Anonymous wrote:There's a really good article in the Atlantic by Peggy Orenstein with the title "The Miseducation of the American Boy."
https://www.theatlantic.com/magazine/archive/2020/01/the-miseducation-of-the-american-boy/603046/
Overall, it talks about the limited cultural view of acceptable masculinity that boys encounter when they grow up. There's a lot in there, and I'd encourage anyone to read it, but she makes an astute observation about the rampant misogyny one encounters in all male spaces: it's often not about women at all. Women are collateral damage in a performance by young men to impress other young men. It's mostly about avoiding shaming by other guys.
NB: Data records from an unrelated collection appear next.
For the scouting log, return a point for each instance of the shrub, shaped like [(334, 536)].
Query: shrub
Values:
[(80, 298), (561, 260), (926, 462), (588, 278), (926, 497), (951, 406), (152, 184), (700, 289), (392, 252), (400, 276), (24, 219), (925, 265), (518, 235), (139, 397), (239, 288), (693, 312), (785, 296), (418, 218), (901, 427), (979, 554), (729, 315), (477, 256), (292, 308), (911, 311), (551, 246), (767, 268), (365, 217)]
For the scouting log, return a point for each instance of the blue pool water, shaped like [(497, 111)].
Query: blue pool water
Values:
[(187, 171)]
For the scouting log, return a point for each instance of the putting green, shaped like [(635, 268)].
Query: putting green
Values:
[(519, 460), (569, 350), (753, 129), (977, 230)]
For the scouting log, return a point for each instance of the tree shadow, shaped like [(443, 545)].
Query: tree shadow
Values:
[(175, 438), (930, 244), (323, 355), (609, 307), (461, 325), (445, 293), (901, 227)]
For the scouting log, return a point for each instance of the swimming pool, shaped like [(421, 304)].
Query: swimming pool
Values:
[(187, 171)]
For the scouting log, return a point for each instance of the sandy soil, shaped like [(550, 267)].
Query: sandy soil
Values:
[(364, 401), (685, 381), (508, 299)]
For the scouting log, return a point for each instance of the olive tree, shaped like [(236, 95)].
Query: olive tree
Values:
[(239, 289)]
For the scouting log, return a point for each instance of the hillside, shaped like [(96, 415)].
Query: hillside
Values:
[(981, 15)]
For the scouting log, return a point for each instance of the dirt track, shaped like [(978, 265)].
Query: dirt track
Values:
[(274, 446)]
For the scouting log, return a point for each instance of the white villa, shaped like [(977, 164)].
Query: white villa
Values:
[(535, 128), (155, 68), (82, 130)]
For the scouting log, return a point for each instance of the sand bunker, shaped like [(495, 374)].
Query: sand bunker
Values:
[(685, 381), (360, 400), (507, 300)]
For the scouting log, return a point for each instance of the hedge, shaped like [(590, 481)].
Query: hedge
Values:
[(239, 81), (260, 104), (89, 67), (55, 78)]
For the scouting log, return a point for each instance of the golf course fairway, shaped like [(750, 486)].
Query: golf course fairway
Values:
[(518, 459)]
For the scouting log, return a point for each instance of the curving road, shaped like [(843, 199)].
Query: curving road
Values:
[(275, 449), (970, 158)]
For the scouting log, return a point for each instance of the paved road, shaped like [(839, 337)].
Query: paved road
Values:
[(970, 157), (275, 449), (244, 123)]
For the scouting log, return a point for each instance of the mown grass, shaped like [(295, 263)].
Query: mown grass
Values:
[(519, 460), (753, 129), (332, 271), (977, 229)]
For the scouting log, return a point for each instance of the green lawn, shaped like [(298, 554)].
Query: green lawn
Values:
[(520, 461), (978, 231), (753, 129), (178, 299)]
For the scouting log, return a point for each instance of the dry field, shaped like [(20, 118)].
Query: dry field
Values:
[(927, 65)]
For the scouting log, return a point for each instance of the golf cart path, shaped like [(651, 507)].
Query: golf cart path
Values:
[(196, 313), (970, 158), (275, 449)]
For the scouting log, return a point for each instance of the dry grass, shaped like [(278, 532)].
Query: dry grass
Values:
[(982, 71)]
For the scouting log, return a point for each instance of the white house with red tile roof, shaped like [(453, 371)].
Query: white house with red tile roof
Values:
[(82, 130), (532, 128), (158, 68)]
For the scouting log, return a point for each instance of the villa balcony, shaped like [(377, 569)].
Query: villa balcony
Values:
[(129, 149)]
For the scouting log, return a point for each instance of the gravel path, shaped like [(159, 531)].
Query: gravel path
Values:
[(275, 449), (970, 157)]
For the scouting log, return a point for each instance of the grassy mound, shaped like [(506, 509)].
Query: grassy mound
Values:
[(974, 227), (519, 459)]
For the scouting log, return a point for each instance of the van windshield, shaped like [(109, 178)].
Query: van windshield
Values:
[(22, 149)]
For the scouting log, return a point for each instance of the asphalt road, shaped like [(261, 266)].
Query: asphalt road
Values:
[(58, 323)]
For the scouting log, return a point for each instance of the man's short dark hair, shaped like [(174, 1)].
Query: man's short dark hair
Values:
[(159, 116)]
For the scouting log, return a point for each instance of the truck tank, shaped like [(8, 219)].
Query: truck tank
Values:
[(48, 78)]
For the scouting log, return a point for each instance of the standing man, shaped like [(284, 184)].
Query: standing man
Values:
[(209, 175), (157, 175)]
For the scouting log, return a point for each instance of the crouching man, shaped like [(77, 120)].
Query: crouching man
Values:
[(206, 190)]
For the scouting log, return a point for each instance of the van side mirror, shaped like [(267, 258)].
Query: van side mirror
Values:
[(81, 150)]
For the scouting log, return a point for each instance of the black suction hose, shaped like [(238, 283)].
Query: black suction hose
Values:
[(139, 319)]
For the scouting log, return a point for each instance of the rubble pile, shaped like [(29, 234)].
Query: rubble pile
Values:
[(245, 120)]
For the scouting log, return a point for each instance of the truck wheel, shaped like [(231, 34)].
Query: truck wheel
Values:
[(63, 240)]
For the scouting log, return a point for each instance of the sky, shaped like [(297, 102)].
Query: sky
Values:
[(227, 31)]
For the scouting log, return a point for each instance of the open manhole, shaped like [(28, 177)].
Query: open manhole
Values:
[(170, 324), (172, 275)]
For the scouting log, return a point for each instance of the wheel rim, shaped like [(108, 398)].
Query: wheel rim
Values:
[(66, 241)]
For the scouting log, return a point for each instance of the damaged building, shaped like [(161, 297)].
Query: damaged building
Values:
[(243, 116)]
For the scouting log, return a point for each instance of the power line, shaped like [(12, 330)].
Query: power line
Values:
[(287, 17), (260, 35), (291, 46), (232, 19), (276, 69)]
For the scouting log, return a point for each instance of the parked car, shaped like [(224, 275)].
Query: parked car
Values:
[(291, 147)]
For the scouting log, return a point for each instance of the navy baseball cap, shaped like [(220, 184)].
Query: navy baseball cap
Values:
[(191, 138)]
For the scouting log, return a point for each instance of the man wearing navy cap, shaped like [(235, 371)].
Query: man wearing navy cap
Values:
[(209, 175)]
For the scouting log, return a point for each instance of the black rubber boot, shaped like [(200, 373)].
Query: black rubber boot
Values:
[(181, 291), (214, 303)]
Sexual conquest—or perhaps more specifically, bragging about your experiences to other boys—is, arguably, the most crucial aspect of toxic masculinity.
. . .
At 16, reputation meant everything to Nate, and certain things could cement your status. “The whole goal of going to a party is to hook up with girls and then tell your guys about it,” he said. . . . [I]t was all about credentialing. “Guys need to prove themselves to their guys,” Nate said. To do that, “they’re going to be dominating.” They’re going to “push.” Because the girl is just there “as a means for him to get off and to brag.”
. . .
No matter how often I heard it, the brutal language that even a conscientious young man like Nate used to describe sexual contact—you hit that!—always unnerved me. In mixed-sex groups, teenagers may talk about hooking up (already impersonal), but when guys are on their own, they nail, they pound, they bang, they smash, they hammer. They tap that ass, they tear her up. It can be hard to tell whether they have engaged in an intimate act or just returned from a construction site.
It’s not like I imagined boys would gush about making sweet, sweet love to the ladies, but why was their language so weaponized?? The answer, I came to believe, was that locker-room talk isn’t about sex at all, which is why guys were ashamed to discuss it openly with me. The (often clearly exaggerated) stories boys tell are really about power: using aggression toward women to connect and to validate one another as heterosexual, or to claim top spots in the adolescent sexual hierarchy.